Read our thoughts on Dr Samanatha Gan’s report into the cost of NHS translation services, commissioned by 2020health.

Transcription Global has a number of issues with Dr Samantha Gan’s report on the cost of translation services in the NHS, commissioned by 2020health.

The questions Dr Gan tries to answer, as she sets out at the beginning of her report, are ‘how much is translation costing the NHS, and how can we both cut costs and improve service provision’. Unfortunately for Dr Gan, the answer to her latter question is: you can’t.

Valuing translation services

This week we have seen the consequences of cutting funding to vital language services in the public sector, in this case, the decision by the Ministry of Justice (MoJ) to outsource all court interpreting services to one agency at the expense of the interpreting community. With 60% of professional interpreters refusing to work under the new contract, a contract which cut interpreter pay and expenses, the MoJ was forced to all but abandon the contract as interpreting jobs weren’t being filled and important tribunal hearings were being forced to postpone.

Of course, there are certain aspects of translation services in the NHS that need rectifying, as highlighted by Dr Gan’s report. Firstly, the news that 45% of the 247 NHS Trusts surveyed could not break down the cost of written translation is startling and frankly unacceptable, especially in an age when financial transparency and accountability has become paramount. Secondly, it is bizarre that the NHS does not use a central repository of translated information that is available to all NHS Trusts, and this indicates that leadership of the NHS needs to take a more collaborative approach.

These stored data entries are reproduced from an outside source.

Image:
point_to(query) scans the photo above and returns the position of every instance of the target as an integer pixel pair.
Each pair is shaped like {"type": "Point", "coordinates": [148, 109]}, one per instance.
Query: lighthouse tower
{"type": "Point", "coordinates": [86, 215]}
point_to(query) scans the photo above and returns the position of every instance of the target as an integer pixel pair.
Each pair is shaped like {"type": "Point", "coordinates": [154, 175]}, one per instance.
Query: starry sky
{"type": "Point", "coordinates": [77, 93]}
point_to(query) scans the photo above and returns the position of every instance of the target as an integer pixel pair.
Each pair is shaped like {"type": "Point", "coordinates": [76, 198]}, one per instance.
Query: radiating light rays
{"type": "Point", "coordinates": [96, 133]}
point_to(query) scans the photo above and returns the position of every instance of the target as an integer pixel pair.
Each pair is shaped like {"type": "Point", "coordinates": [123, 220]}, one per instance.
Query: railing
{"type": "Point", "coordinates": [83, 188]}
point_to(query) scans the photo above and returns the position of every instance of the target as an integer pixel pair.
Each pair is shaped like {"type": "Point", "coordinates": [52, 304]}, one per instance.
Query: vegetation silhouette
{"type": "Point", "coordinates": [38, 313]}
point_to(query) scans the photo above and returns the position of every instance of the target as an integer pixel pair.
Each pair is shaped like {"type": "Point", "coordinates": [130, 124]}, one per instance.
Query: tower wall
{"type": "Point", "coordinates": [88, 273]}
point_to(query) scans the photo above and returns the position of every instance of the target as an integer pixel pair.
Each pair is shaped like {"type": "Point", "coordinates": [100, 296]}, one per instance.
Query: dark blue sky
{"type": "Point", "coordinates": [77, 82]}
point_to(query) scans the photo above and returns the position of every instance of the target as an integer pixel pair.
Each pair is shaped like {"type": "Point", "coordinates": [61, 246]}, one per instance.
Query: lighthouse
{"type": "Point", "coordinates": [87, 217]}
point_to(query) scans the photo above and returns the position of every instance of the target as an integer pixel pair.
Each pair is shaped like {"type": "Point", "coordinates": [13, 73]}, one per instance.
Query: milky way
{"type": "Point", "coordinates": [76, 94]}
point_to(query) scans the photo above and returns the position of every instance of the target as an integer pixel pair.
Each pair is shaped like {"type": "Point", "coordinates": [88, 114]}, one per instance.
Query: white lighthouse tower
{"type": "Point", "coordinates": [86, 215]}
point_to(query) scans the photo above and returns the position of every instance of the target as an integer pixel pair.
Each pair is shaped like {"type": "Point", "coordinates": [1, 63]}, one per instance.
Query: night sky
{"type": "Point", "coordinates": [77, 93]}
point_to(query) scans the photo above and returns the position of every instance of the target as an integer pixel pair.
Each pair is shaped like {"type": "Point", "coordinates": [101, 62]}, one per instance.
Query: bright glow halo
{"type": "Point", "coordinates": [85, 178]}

We have an issue with Dr Gan’s conclusion that the costs of translation are on the rise, whilst the cost of written translation is decreasing, summarising that it is the cost of interpretation that is on the rise. This statement is contradictory and inadvertently confusing, as translation and interpreting are two very different disciplines which require different levels of linguistic skills, training and aptitude. Translating and interpreting do not simply operate in different mediums, those being the written and the verbal; the skills required in each profession mean that the costs to acquire each service often vary, and assessing their total costs together will provide a disproportionate summary. This is not only inaccurate as the basis for reform but inconsiderate to the professionals who operate within this industry.

Misguided recommendations

The recommendations derived from the conclusions of Dr Gan’s report are mostly counter-productive. We completely agree that budgetary lines should be introduced to allow tracking and transparency of spending, and it is sensible to create a repository of information that has already been translated for use by all NHS sites.

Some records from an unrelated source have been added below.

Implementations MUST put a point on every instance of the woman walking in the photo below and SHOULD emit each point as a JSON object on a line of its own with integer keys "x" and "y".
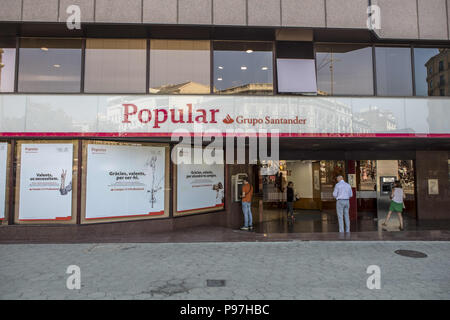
{"x": 290, "y": 198}
{"x": 396, "y": 205}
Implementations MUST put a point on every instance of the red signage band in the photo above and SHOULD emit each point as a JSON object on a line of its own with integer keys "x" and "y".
{"x": 223, "y": 134}
{"x": 159, "y": 213}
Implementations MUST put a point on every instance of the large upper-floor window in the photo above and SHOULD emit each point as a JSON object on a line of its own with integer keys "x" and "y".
{"x": 344, "y": 69}
{"x": 180, "y": 66}
{"x": 7, "y": 64}
{"x": 116, "y": 65}
{"x": 394, "y": 71}
{"x": 50, "y": 65}
{"x": 243, "y": 67}
{"x": 429, "y": 59}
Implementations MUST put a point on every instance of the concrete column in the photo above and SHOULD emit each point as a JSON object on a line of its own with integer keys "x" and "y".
{"x": 432, "y": 165}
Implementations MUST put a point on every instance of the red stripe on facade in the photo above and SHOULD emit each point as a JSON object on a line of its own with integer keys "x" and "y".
{"x": 55, "y": 219}
{"x": 160, "y": 213}
{"x": 216, "y": 206}
{"x": 169, "y": 134}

However, translating materials into ‘easy read’ English rather than other languages doesn’t actually require any translation at all, and as far as we are aware, there are no translators available that are trained in translating from English into ‘easy read’ English. The NHS would be better served by training their staff to write these materials in ‘easy read’ English to begin with, which would then make it easier to translate. Translating public health information is not a contributor to the UK’s language barrier, and like the provision of court interpreting services for non-English speakers, these individuals have a right to the free take-up of healthcare information as well as a fair trial.

Finally, the suggestion that NHS trusts should provide more written translations through free web-based translation facilities such as Google Translate is entirely misguided, imprudent and ill-advised. It is well known that Google Translate is not consistent enough for use in a professional environment, let alone the healthcare industry. This is not to suggest that Google Translate doesn’t provide reasonably accurate translations (for community websites or school reports) – it just doesn’t provide reasonably accurate translations all of the time. To suggest that NHS Trusts should use Google Translate is the equivalent of telling the researchers to use Wikipedia or the doctors to use Web MD.

Access to healthcare information

Dr Gan is right to question whether the current spend on translation services in the NHS is justifiable, and the same question should be asked of any institution which uses funding from the public purse. Similarly, we agree that this report does address ‘deeper issues in our society’, such as integration and the meaning of citizenship. But Transcription Global does not agree that the healthcare system used by non-English speaking citizens is the right platform with which to address these issues. More importantly, Transcription Global does not agree to the reforms that this report recommends, and we suggest that the government looks to recover waste spending in other areas of the public sector before it cuts vital language services, services which we believe form part of this report’s definition of ‘good communication’, which is a ‘critical factor in improving patient education and access to services’.